There is now a new practice in place. A policeman has recently started to haunt this part of the road to make up his monthly tally of traffic tickets.

If you overtake when he is there, you are not booked once but three times: one for crossing a white line, another for driving on the other side of the road and another for changing direction without signalling.

Not that he will tick the appropriate boxes when he gives you the ticket, mind you. You will only know this when you receive notification of the three court cases many months later, when you would have forgotten what you actually did on the day.

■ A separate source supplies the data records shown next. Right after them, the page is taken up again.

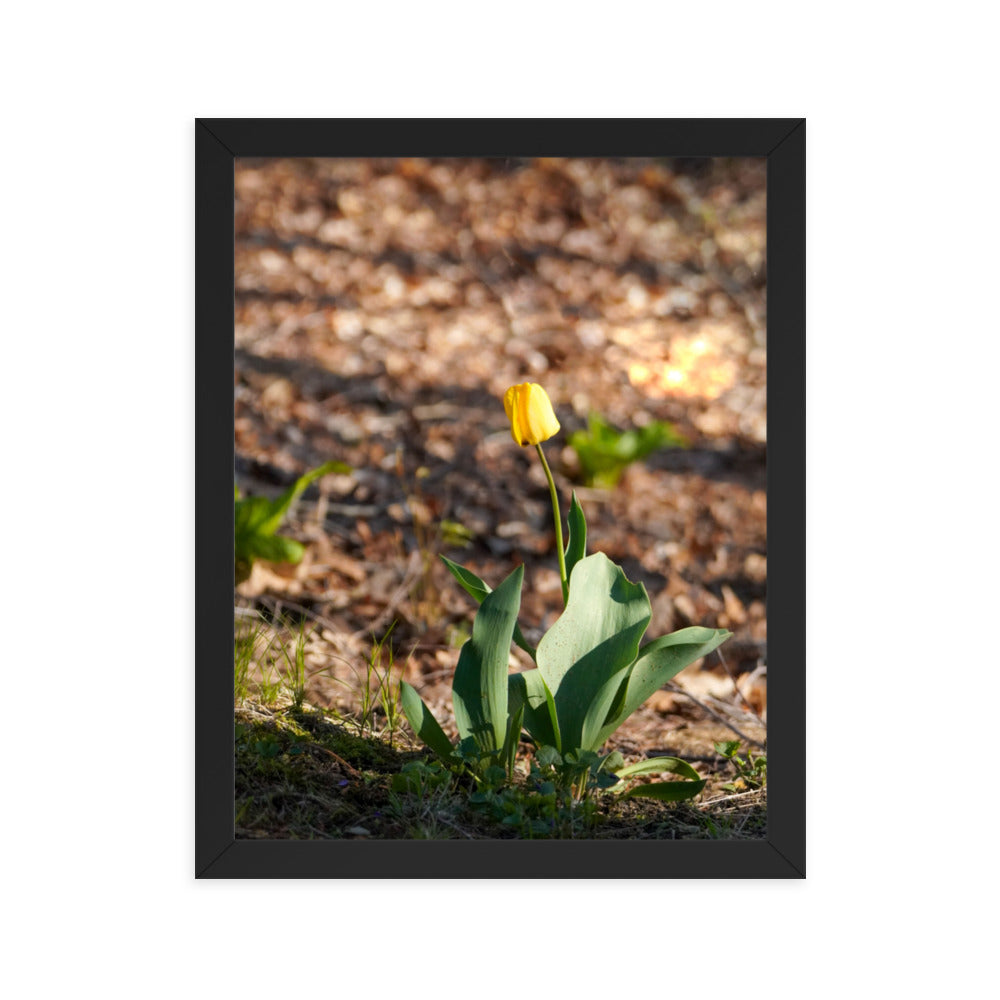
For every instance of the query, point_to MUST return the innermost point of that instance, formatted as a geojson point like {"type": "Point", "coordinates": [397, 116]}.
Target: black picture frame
{"type": "Point", "coordinates": [218, 143]}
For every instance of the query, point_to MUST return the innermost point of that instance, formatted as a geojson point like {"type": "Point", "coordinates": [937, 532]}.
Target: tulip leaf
{"type": "Point", "coordinates": [479, 690]}
{"type": "Point", "coordinates": [657, 663]}
{"type": "Point", "coordinates": [422, 722]}
{"type": "Point", "coordinates": [666, 791]}
{"type": "Point", "coordinates": [595, 639]}
{"type": "Point", "coordinates": [528, 689]}
{"type": "Point", "coordinates": [477, 589]}
{"type": "Point", "coordinates": [651, 765]}
{"type": "Point", "coordinates": [576, 535]}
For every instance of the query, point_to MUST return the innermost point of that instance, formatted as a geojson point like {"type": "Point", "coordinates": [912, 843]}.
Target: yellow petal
{"type": "Point", "coordinates": [532, 419]}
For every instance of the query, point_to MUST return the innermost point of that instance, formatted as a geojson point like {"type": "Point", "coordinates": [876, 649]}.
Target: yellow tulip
{"type": "Point", "coordinates": [529, 410]}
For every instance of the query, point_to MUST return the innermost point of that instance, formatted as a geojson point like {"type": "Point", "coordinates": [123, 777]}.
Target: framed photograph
{"type": "Point", "coordinates": [514, 571]}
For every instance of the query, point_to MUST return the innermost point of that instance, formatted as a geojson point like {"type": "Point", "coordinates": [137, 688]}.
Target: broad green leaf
{"type": "Point", "coordinates": [527, 688]}
{"type": "Point", "coordinates": [477, 589]}
{"type": "Point", "coordinates": [422, 722]}
{"type": "Point", "coordinates": [273, 548]}
{"type": "Point", "coordinates": [666, 791]}
{"type": "Point", "coordinates": [479, 690]}
{"type": "Point", "coordinates": [654, 765]}
{"type": "Point", "coordinates": [471, 584]}
{"type": "Point", "coordinates": [657, 663]}
{"type": "Point", "coordinates": [576, 535]}
{"type": "Point", "coordinates": [595, 639]}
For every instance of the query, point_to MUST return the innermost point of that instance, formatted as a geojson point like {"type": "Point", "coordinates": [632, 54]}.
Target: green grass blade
{"type": "Point", "coordinates": [422, 722]}
{"type": "Point", "coordinates": [513, 737]}
{"type": "Point", "coordinates": [576, 536]}
{"type": "Point", "coordinates": [479, 690]}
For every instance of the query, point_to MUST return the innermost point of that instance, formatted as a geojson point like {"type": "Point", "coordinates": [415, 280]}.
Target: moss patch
{"type": "Point", "coordinates": [300, 774]}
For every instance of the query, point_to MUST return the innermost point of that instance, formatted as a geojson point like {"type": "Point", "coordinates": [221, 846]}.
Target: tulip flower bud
{"type": "Point", "coordinates": [529, 410]}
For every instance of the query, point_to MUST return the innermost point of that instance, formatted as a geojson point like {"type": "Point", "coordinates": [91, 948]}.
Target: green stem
{"type": "Point", "coordinates": [558, 519]}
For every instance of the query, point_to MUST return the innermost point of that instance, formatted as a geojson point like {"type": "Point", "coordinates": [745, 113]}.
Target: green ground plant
{"type": "Point", "coordinates": [604, 452]}
{"type": "Point", "coordinates": [257, 520]}
{"type": "Point", "coordinates": [751, 771]}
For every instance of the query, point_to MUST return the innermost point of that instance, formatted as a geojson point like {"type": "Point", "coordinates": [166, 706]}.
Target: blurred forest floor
{"type": "Point", "coordinates": [382, 309]}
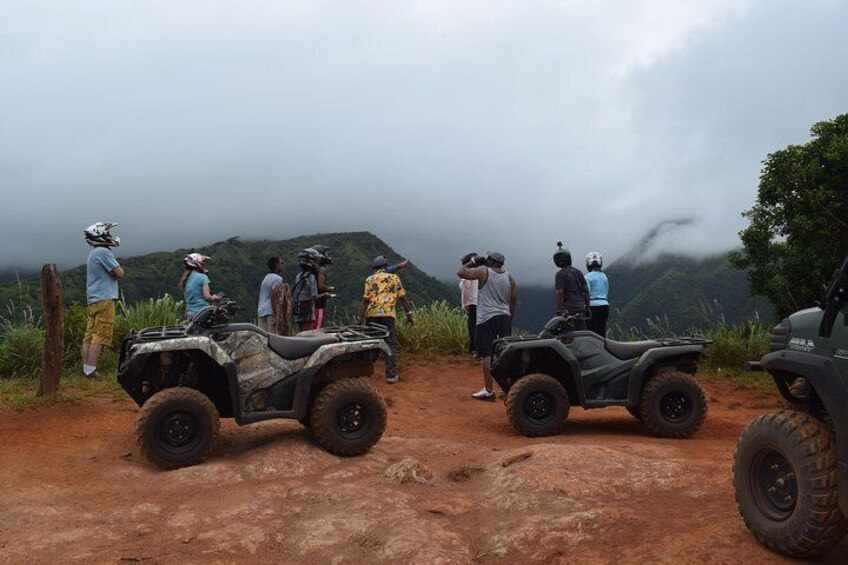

Even worse, if you fail to see him, he will add a fourth ticket: for not obeying the legitimate orders of a policeman. How can you do that when you don’t see the man, hiding behind a tree? Four tickets for overtaking slow traffic on a road wide enough to take two buses abreast on either side, with room to spare. Admittedly, it is illegal but so is driving at 61 kilometres per hour on the best two-lane road in Żejtun. It is basically just another senseless road tax. Why not facilitate overtaking when there is space for it rather than block it with artificial means imposed by fines?

Some readers may now be thinking that it serves me right to get a ticket for breaking the law. But if one should prevent cars from crossing white lines, why not police the Ta’ Qali bus interchange area? When a bus stops in one of the bays, all cars overtaking that bus will cross a white line. That is illegal, too. But is it unsafe? The road is far narrower there and the risk of overtaking much greater. The number of tickets issued would be much greater than 200 metres further down the road. The ideal solution would have been to put the bus interchange at the widest part of the road, where overtaking a stationary bus would be safer. The current situation does not make sense. It is as if Transport Malta planners want to make life difficult for motorists and offer opportunities to policemen and wardens to “educate” drivers with fines. And what about cyclists who ignore a much more important safety rule? How many cyclists have been booked for ignoring the cycle lanes on the Żebbuġ, Rabat and Mġarr roads and joyriding on arterial roads? They force cars to change lanes or cross to the other side of the road to overtake them safely. Is this not a hazard? Does one expect a car to drive slowly behind a joyriding cyclist? Where in Europe are cyclists allowed to joyride on major roads and ignore cycle lanes?

Back to the Rabat road and the lack of road barriers. If we are serious about road safety in Malta, then we should work hard to make our roads safer, at every opportunity. Narrow roads with trees by the roadside should have crash barriers. No lame excuses please.

Cyclists should be banned from obstructing other road users, especially when they have an available cycle lane. Bus interchanges should not be set up at the narrowest part of a busy two-way road. Opportunities to overtake slow traffic should be maximised to avoid frustrating drivers. Abroad, road design is driver-friendly. Slow moving traffic is made to drive by the side to allow faster traffic to pass. With road planning respectful of road users, road users would, in turn, respect road signage.

In the end, I suspect nothing will change. The recent letters on traffic and transportation management in Malta leave little room for hope.